SLAC’s planned project, the Light-Dark Matter Experiment (LDMX), will scan for light-dark matter if it receives funding (a Department of Energy decision is expected in the next year or so). The experiment is designed to accelerate electrons toward a tungsten target at End Station A. In the vast majority of collisions between high-speed electrons and tungsten nuclei, nothing interesting happens. But occasionally (once in 10,000 trillion, if light-dark matter exists), the electron will interact with the nucleus through an unknown dark force, creating light-dark matter and draining the electron’s energy considerably.
The 10,000 trillion is actually a worst-case scenario for light dark matter. It’s the lowest rate at which dark matter could be produced that matches the thermal remnant measurements. But Schuster says that light dark matter could potentially occur in more than one collision in 100 billion. If so, at the experiment’s planned collision speed, “the amount of dark matter that could be produced would be enormous.”

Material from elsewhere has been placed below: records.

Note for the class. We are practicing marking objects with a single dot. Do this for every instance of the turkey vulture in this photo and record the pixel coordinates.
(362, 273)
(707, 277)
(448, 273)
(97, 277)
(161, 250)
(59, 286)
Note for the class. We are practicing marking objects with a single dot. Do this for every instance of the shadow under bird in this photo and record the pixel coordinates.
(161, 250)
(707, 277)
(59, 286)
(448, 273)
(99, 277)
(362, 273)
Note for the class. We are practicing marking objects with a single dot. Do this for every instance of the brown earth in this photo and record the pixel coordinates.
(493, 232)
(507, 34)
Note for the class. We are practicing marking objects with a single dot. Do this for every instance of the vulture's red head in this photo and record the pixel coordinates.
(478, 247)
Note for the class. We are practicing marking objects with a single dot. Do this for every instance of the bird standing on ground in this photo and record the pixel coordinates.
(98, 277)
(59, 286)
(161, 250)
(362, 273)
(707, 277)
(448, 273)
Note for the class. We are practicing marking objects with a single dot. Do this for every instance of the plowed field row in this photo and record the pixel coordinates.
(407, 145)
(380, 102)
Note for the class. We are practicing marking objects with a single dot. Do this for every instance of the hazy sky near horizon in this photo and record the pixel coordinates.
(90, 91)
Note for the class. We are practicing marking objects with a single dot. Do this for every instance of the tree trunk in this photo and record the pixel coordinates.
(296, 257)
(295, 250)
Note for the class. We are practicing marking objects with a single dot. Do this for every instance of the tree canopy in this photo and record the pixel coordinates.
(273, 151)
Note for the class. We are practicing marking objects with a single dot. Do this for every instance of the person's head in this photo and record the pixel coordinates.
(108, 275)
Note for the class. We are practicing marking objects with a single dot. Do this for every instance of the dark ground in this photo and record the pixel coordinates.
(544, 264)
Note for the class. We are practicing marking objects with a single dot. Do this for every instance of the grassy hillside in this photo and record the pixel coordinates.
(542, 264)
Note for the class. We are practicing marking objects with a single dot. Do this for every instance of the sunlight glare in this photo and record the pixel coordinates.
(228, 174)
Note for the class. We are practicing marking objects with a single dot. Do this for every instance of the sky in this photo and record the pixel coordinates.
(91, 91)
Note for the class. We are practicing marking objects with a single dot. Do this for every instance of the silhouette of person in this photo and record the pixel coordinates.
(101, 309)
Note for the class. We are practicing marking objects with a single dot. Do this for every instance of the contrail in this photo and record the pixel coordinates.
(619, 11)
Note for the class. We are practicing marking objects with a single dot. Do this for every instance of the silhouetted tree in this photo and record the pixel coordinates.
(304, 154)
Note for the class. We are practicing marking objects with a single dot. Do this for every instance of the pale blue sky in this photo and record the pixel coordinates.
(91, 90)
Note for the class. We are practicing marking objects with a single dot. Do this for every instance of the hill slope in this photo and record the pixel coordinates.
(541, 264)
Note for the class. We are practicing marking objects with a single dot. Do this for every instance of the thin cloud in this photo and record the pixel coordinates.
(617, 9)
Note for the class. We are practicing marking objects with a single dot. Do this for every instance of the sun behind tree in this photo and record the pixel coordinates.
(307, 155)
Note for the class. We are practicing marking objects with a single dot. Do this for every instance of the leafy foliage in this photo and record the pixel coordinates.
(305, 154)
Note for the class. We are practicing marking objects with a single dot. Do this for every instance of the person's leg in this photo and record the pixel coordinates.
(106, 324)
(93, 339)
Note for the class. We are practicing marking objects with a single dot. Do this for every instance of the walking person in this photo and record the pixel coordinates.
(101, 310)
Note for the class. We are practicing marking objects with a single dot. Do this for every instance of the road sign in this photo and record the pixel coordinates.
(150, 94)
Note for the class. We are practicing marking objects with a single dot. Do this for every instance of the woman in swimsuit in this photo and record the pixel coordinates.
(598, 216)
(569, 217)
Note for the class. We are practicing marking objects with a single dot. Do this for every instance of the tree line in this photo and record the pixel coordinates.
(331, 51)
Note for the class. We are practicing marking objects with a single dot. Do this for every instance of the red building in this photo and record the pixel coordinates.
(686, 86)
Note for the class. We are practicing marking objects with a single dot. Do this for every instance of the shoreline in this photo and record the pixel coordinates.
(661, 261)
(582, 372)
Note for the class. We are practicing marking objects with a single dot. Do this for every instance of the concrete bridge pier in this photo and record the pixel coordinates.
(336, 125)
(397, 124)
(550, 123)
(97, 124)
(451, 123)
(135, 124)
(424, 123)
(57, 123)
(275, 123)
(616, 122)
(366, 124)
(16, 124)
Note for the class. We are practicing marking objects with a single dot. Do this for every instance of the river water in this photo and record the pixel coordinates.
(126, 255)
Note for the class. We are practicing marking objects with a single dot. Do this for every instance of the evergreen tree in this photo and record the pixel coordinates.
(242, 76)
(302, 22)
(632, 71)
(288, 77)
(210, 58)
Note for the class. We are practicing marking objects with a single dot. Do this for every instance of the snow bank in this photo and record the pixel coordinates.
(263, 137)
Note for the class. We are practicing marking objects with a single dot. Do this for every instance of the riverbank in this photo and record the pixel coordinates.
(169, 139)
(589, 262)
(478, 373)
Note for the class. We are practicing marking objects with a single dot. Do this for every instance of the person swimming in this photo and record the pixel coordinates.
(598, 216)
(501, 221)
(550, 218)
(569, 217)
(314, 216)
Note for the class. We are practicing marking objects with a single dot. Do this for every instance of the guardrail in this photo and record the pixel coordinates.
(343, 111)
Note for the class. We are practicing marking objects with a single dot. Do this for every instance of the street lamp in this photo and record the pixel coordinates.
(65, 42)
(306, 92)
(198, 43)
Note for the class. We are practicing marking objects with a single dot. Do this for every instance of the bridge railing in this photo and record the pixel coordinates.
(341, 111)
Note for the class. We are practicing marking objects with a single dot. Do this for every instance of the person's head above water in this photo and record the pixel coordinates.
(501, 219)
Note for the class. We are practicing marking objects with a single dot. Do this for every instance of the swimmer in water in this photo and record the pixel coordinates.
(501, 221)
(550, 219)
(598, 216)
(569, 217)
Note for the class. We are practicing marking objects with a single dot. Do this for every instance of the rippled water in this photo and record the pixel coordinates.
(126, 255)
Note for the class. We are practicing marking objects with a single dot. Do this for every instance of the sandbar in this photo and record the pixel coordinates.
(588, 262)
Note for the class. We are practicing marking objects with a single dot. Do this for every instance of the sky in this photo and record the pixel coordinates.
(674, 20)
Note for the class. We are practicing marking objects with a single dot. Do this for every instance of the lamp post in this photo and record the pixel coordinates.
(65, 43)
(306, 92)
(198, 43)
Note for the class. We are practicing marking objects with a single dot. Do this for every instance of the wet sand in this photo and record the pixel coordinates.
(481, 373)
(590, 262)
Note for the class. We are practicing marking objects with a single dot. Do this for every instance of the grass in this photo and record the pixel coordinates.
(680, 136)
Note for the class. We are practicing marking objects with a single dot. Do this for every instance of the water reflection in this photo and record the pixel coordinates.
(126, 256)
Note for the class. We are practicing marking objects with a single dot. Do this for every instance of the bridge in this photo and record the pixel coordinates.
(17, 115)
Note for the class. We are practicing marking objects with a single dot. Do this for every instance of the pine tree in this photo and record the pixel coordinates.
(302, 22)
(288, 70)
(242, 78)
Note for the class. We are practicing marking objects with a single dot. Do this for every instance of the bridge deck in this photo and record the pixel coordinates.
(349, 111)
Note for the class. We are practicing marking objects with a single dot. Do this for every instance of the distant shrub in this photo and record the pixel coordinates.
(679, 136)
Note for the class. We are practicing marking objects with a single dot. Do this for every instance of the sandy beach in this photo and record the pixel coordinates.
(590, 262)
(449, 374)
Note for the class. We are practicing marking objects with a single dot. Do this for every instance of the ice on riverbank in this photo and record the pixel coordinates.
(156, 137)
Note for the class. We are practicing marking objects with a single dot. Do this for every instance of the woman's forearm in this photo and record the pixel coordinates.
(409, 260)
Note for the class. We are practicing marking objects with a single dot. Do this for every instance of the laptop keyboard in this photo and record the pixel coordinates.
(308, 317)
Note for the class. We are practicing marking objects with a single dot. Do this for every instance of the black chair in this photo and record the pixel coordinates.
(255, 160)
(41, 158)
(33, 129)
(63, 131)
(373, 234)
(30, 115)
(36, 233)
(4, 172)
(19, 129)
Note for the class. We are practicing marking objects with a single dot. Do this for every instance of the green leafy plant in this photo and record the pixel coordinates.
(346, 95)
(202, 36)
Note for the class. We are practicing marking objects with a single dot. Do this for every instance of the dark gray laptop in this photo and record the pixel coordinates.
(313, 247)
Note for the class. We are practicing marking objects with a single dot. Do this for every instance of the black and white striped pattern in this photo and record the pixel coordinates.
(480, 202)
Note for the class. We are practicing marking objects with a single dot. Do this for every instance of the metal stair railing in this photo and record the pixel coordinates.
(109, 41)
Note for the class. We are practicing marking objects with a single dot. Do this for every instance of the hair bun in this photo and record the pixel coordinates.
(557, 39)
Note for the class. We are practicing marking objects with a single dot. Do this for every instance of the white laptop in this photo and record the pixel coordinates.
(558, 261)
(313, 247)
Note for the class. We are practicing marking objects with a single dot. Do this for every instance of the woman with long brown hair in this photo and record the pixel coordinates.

Nelson said LDMX needs to operate for three to five years to definitively detect or rule out thermal remnant dark matter.
Ultralight Dark Matter
Other dark matter hunters are tailoring their experiments to a different candidate. Ultralight dark matter is similar to axions, but it no longer needs to solve the strong CP problem. For this reason, it is much lighter than a normal axion, and could be as light as a billionth of a trillionth of the mass of an electron. This small mass corresponds to waves with wavelengths as long as a small galaxy. In fact, the mass cannot be made any smaller, because if it were to get smaller, the even longer wavelengths would mean that dark matter could not be concentrated around galaxies as astronomers observe.
Because ultralight dark matter is so incredibly tiny, the dark force particles needed to mediate its interactions are thought to be massive. “These mediators haven’t been named,” Schuster says, “because they’re outside the scope of any experiment. They have to be there.” [in the theory] To be consistent, we’re not worried about that.”
The origin of ultralight dark matter particles depends on the particular theoretical model, but Toro says that the thermal residue theory is irrelevant because they must have arisen after the Big Bang. The motivation for thinking about them is different: the particles follow naturally from string theory, a candidate for the fundamental theory of physics. These weak particles are Six Small Dimensions According to string theory, it is possible that at various points in the four-dimensional universe, light axion-like particles may be curling up or “compactifying.” “The existence of light axion-like particles is Strong motivation “This is something that gets achieved through many kinds of string compactification, and it’s something that we should take seriously,” said Jesse Shelton, a physicist at the University of Illinois.
Rather than trying to create dark matter using accelerators, experiments looking for axions, or ultralight dark matter, listen to the dark matter that supposedly surrounds us. Based on the effects of gravity, dark matter appears to be most concentrated near the center of the Milky Way galaxy. estimate Even on Earth, the density of dark matter is thought to be roughly half the mass of a proton per cubic centimeter. Experiments attempt to detect this ever-present dark matter using strong magnetic fields. In theory, the dark matter in the aether will occasionally absorb photons from the strong magnetic field and convert them into microwave photons that can be detected by experiments.